Health
Booster shots to be provided to frontline workers starting Sunday
The decision comes amid a rising number of coronavirus cases.Arjun Poudel
The Ministry of Health and Population has decided to administer booster shots to all frontline workers starting Sunday.
Frontline workers include doctors, nurses, paramedics, lab technicians, hospital staff and ambulance drivers.
Booster shots, according to the government, will also be given to journalists, bureaucrats, lawmakers, those serving in diplomatic missions, financial institutions, prisoners, elderly people at old age homes and refugees who were vaccinated in the first phase of the immunization campaign starting January 27.
“All those who were inoculated in the first phase of the vaccination drive come under frontline workers,” Dr Samir Kumar Adhkari, joint spokesperson for the Health Ministry, told the Post. “They can receive booster shots from any convenient vaccination center starting tomorrow.”
The ministry has also decided to administer booster doses to all people above 60 years, who were inoculated six months ago and to those having compromised immunity from January 28.
The ministry said that the original vaccine will be provided as booster shots.
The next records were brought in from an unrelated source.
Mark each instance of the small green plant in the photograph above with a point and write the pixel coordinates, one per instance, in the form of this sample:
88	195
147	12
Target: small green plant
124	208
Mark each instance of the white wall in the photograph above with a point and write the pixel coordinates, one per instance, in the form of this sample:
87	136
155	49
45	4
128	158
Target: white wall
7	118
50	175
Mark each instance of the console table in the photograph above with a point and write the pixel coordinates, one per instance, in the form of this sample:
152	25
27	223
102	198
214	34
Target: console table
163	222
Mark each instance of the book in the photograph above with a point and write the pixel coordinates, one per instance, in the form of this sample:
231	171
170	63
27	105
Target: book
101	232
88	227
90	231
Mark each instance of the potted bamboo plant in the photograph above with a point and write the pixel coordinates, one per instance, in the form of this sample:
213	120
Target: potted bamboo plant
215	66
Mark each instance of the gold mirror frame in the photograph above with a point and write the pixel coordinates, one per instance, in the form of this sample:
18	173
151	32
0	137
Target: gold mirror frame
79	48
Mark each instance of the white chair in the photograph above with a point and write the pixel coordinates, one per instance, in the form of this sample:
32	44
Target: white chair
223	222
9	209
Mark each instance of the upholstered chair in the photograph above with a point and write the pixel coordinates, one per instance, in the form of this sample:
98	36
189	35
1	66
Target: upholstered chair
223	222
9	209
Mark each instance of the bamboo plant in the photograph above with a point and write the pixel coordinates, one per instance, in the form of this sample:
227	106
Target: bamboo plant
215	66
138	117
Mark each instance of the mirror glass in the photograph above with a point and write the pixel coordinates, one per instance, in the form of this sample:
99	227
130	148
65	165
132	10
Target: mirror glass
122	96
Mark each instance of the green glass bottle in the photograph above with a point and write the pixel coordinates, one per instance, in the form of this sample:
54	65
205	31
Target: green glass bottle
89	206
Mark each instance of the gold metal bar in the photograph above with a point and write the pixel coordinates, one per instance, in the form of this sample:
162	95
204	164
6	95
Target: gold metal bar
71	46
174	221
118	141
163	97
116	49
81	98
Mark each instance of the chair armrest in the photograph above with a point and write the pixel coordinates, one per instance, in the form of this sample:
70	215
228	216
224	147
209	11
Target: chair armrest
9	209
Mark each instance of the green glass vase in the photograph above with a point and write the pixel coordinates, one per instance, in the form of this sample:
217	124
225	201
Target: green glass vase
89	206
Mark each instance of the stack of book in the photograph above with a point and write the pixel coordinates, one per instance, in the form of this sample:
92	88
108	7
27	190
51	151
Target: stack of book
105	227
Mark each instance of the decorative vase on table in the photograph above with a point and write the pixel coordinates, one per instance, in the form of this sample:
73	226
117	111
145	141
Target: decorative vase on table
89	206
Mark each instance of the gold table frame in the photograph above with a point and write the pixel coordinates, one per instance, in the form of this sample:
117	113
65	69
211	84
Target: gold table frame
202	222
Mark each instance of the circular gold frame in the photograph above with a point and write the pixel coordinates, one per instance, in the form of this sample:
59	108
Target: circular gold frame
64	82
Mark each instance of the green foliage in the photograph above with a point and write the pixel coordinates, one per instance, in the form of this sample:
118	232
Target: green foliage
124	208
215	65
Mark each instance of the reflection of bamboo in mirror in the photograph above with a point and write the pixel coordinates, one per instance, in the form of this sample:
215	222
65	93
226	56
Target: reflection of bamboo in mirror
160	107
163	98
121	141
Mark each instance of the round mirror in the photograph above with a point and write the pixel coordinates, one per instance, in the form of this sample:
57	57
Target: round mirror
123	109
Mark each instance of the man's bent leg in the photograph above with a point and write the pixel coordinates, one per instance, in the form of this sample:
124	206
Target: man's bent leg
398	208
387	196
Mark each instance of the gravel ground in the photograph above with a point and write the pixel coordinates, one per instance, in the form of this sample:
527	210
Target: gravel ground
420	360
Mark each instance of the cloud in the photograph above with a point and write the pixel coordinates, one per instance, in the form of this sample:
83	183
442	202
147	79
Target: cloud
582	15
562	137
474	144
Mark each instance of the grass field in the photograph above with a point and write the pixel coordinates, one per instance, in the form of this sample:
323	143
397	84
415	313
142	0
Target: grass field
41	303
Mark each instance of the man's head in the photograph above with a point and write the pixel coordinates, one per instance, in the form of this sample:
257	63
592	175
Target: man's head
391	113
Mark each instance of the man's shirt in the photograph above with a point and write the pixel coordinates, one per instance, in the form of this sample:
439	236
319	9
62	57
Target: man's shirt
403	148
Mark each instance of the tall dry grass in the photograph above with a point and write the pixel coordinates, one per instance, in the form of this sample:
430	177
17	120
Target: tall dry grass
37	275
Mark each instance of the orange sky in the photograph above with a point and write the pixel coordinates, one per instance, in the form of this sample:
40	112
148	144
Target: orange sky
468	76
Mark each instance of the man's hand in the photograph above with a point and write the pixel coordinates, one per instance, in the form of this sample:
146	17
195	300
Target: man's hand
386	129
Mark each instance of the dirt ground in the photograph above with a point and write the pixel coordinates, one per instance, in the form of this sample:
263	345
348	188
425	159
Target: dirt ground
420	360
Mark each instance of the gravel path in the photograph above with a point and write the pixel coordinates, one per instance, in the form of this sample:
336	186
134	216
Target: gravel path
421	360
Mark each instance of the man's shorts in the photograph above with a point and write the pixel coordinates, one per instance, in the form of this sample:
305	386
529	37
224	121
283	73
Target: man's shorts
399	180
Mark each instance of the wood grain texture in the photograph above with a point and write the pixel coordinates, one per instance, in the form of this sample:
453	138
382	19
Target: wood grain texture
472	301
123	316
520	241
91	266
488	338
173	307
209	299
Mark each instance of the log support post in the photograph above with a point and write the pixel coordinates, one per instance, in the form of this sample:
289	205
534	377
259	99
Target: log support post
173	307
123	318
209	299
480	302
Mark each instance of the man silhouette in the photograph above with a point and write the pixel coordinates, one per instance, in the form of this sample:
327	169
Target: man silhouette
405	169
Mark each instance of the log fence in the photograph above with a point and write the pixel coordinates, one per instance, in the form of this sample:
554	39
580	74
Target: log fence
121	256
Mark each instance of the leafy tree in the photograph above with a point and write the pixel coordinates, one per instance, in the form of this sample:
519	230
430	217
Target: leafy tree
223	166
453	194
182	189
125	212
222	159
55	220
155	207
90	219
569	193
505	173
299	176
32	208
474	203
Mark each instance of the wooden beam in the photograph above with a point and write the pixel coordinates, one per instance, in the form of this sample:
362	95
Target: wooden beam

Amid the rise in coronavirus cases, calls from several quarters had been growing for launching booster shots. However, the government had said it would start boosters once 40 percent of the total population is jabbed.
Despite having enough vaccines in stock, the vaccination campaign has remained woefully slow.
As of Friday, 11,869,974 people, or 39.1 percent of over 30 million population, were fully vaccinated in Nepal.
Coronavirus cases have been rising lately with Nepal on Friday reporting 5,087 new infections.
Earlier in the last week of December, a meeting of the National Immunisation Advisory Committee had recommended that the government start booster shots to the frontline workers and extend shots to the elderly people above 60,who were administered with Vero Cell vaccine.